In Shadow of Assassination, Afghan & NATO Troops Launch Major Kandahar Firefight
According to an early-morning press release from ISAF, the NATO force in Afghanistan, Afghan troops supported by NATO forces have concluded a “five-day operation” north of Kandahar city that sounds major:
Directly contributing to the ongoing efforts of Hamkari security operations in Kandahar City and nearby districts, the five-day operation saw heavy fighting with one period of non-stop, close-quarter combat lasting the entire day and resulting in the death of a significant number of insurgents. Through this operation, the combined force dealt a major blow to more than 100 insurgents and their commanders. After days of intense operations, the combined force succeeded in taking all key positions in the region and forcing remaining insurgents to flee the area.

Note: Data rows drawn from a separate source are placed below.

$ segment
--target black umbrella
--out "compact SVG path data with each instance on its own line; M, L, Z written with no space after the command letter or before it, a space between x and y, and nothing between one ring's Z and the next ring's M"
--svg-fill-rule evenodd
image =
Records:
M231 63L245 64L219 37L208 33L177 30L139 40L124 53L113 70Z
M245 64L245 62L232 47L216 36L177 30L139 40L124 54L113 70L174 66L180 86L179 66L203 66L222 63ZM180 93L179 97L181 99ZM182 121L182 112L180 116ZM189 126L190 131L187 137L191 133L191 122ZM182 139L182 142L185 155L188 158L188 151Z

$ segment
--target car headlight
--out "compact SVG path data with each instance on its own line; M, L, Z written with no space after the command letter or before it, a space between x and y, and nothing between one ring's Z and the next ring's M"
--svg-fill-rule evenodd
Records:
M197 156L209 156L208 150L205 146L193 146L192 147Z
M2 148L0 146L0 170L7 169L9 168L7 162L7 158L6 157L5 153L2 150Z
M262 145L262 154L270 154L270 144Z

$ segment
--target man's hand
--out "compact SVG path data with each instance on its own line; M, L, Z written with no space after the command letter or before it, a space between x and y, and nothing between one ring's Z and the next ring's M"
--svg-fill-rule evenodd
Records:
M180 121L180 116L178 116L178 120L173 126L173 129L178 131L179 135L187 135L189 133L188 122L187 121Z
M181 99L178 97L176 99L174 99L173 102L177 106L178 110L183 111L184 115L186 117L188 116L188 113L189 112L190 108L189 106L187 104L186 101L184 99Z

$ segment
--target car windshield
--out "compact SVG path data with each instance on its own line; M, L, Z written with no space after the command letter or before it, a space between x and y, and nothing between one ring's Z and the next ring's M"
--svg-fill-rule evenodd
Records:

It’s unclear what a “major blow” this actually is. And it doesn’t appear that the force intends to hold the Shah Wali Kot area: “Afghan leaders from the combined force then met with members of the local community to plan ways the Government of the Islamic Republic of Afghanistan could assist them in keeping out the Taliban.” Apparently no civilians were injured. If so, that gives a sense of how secure the insurgents felt operating away from civilian cover.
While the timetable of the operation means that this wasn’t a retaliation for the assassination yesterday of a Kandahar district governor, the announcement of the operation occurs in its shadow. And it underscores the intensity of the fight in and around Kandahar that Gen. David Petraeus and Michele Flournoy, the undersecretary of defense for policy, will resume testifying about in a few minutes before the Senate Armed Services Committee.